44. An avian cell comprising an expression construct, wherein the expression construct comprises (i) a marker gene; and (ii) control sequences sufficient for effecting expression of the marker gene in germline-competent cells, wherein at least one of the control sequences comprises a control sequence from a gene which is substantially expressed only in germline-competent cells and wherein the control sequences and the marker gene are operably linked.

45. An avian cell culture comprising the cell of claim 44.

46. An avian cell comprising an expression construct, wherein the expression construct comprises an Oct4 proximal promoter and a marker gene, wherein the Oct4 promoter and the marker gene are operably linked.

47. The method of claim 46, wherein said expression construct further comprises the distal enhancer of the Oct4 gene, the proximal enhancer of the Oct4 gene, or both.

48. The method of claim 46, wherein said expression construct comprises the promoter of the murine Oct4 gene.

49. The method of claim 48, wherein said expression construct further comprises the distal enhancer of the mouse Oct4 gene, the proximal enhancer of the mouse Oct4 gene, or both.

50. The method of claim 49, wherein the construct comprises the proximal promoter and proximal enhancer of the mouse Oct4 gene.
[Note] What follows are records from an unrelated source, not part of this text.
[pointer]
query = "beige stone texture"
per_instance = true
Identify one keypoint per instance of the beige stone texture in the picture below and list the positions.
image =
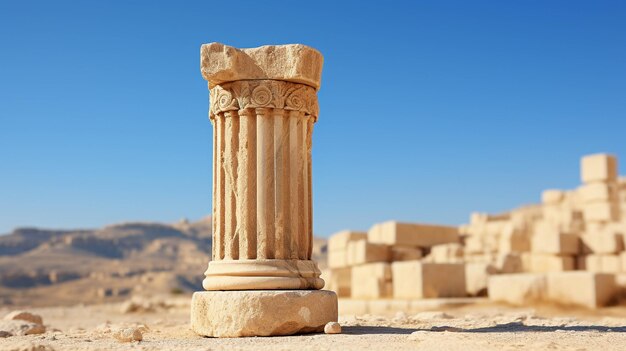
(552, 196)
(601, 212)
(332, 328)
(338, 258)
(128, 335)
(446, 253)
(477, 277)
(339, 241)
(417, 280)
(24, 316)
(508, 263)
(405, 253)
(294, 63)
(602, 242)
(371, 281)
(340, 281)
(473, 245)
(598, 192)
(601, 263)
(591, 290)
(262, 275)
(555, 243)
(598, 168)
(411, 234)
(262, 313)
(540, 263)
(263, 105)
(512, 240)
(362, 251)
(517, 289)
(18, 327)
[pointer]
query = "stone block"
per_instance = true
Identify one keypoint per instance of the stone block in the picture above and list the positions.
(417, 280)
(552, 197)
(551, 263)
(371, 281)
(339, 241)
(517, 289)
(477, 277)
(411, 234)
(508, 263)
(446, 253)
(362, 251)
(555, 243)
(338, 259)
(262, 312)
(294, 63)
(591, 290)
(598, 192)
(340, 281)
(601, 212)
(512, 240)
(405, 253)
(601, 263)
(602, 242)
(474, 245)
(598, 168)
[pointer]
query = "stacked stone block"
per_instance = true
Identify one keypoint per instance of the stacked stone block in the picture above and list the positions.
(368, 266)
(569, 249)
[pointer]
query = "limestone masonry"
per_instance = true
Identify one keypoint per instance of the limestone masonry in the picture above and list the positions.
(569, 249)
(263, 104)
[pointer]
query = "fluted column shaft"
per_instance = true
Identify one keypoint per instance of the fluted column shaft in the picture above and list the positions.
(262, 200)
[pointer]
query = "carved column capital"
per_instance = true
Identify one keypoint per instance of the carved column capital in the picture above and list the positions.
(263, 93)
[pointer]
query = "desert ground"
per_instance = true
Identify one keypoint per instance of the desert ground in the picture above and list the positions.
(481, 326)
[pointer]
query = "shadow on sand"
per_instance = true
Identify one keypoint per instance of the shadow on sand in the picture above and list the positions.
(514, 327)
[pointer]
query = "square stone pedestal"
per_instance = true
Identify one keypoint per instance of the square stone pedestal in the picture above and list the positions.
(262, 312)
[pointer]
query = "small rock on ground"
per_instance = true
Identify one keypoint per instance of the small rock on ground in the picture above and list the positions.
(332, 328)
(20, 327)
(128, 335)
(24, 316)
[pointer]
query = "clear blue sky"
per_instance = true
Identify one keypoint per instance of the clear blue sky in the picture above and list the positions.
(429, 109)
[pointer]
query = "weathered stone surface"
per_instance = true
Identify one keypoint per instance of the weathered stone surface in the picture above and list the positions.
(332, 328)
(415, 279)
(517, 289)
(540, 263)
(128, 335)
(21, 327)
(340, 240)
(340, 281)
(295, 63)
(476, 277)
(555, 243)
(602, 242)
(262, 312)
(263, 105)
(585, 289)
(371, 281)
(362, 251)
(405, 253)
(24, 316)
(262, 275)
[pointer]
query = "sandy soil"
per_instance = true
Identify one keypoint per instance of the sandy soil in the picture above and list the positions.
(475, 327)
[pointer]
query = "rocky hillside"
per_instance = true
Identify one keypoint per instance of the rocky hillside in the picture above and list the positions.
(48, 267)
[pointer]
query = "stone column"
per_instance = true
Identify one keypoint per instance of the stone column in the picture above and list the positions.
(263, 105)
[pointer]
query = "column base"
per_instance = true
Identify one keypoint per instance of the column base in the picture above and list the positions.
(226, 314)
(262, 275)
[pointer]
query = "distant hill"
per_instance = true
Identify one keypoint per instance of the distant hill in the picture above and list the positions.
(45, 267)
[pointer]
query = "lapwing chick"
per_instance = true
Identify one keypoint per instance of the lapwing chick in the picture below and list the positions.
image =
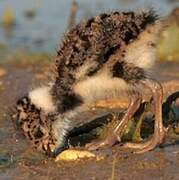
(97, 60)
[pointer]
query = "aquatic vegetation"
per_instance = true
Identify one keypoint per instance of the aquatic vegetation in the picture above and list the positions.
(168, 47)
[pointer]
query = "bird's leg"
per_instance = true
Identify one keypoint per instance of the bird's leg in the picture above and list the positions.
(159, 130)
(120, 128)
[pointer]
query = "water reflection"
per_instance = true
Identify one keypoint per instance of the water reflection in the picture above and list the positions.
(41, 23)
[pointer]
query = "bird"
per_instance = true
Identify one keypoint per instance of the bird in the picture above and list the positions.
(97, 59)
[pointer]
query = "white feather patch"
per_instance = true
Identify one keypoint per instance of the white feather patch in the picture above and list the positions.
(41, 98)
(101, 86)
(140, 52)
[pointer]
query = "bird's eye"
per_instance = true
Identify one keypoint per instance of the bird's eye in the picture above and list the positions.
(150, 43)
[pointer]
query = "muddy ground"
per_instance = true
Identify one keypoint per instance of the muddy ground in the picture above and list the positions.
(19, 161)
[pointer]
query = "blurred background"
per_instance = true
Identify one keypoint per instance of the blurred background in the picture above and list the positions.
(38, 25)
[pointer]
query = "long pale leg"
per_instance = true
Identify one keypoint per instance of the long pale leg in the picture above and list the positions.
(159, 130)
(119, 130)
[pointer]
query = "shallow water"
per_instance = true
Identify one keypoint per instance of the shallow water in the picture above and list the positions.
(46, 28)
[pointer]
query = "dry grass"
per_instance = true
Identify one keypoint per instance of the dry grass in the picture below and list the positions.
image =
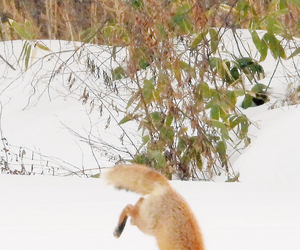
(68, 19)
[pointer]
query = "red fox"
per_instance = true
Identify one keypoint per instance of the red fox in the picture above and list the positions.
(162, 213)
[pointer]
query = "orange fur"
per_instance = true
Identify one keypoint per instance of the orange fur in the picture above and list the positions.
(163, 213)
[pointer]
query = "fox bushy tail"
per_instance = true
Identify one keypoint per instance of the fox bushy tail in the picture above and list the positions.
(136, 178)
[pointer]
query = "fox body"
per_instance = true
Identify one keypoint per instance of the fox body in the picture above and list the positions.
(162, 213)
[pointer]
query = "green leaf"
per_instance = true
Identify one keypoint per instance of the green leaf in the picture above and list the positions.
(214, 40)
(247, 102)
(215, 112)
(187, 68)
(295, 53)
(167, 133)
(156, 117)
(203, 89)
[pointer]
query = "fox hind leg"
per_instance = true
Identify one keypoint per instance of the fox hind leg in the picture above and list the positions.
(129, 210)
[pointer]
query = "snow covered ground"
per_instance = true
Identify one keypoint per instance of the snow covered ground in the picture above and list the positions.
(46, 212)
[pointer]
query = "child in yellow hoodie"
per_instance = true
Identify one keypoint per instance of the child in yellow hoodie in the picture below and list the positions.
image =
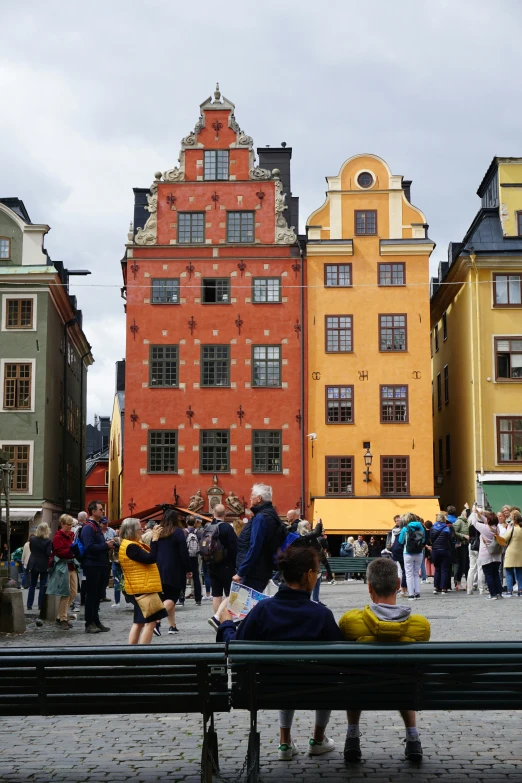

51. The method of claim 50, wherein the expression construct comprises SEQ ID NOJ operably linked to the marker gene.

52. The avian cell of claim 46 which is a blastodermal cell from a chicken, turkey, duck, goose, or quail.

53. The avian cell of claim 46 which is selected from the group consisting of an embryonic stem cell, an embryonic germ cell, and a primordial germ cell.

54. An avian cell culture comprising the cell of claim 46.

55. A germline-competent avian cell characterized by expression of a marker gene in said cell, wherein the expression of the marker gene indicates germline competence.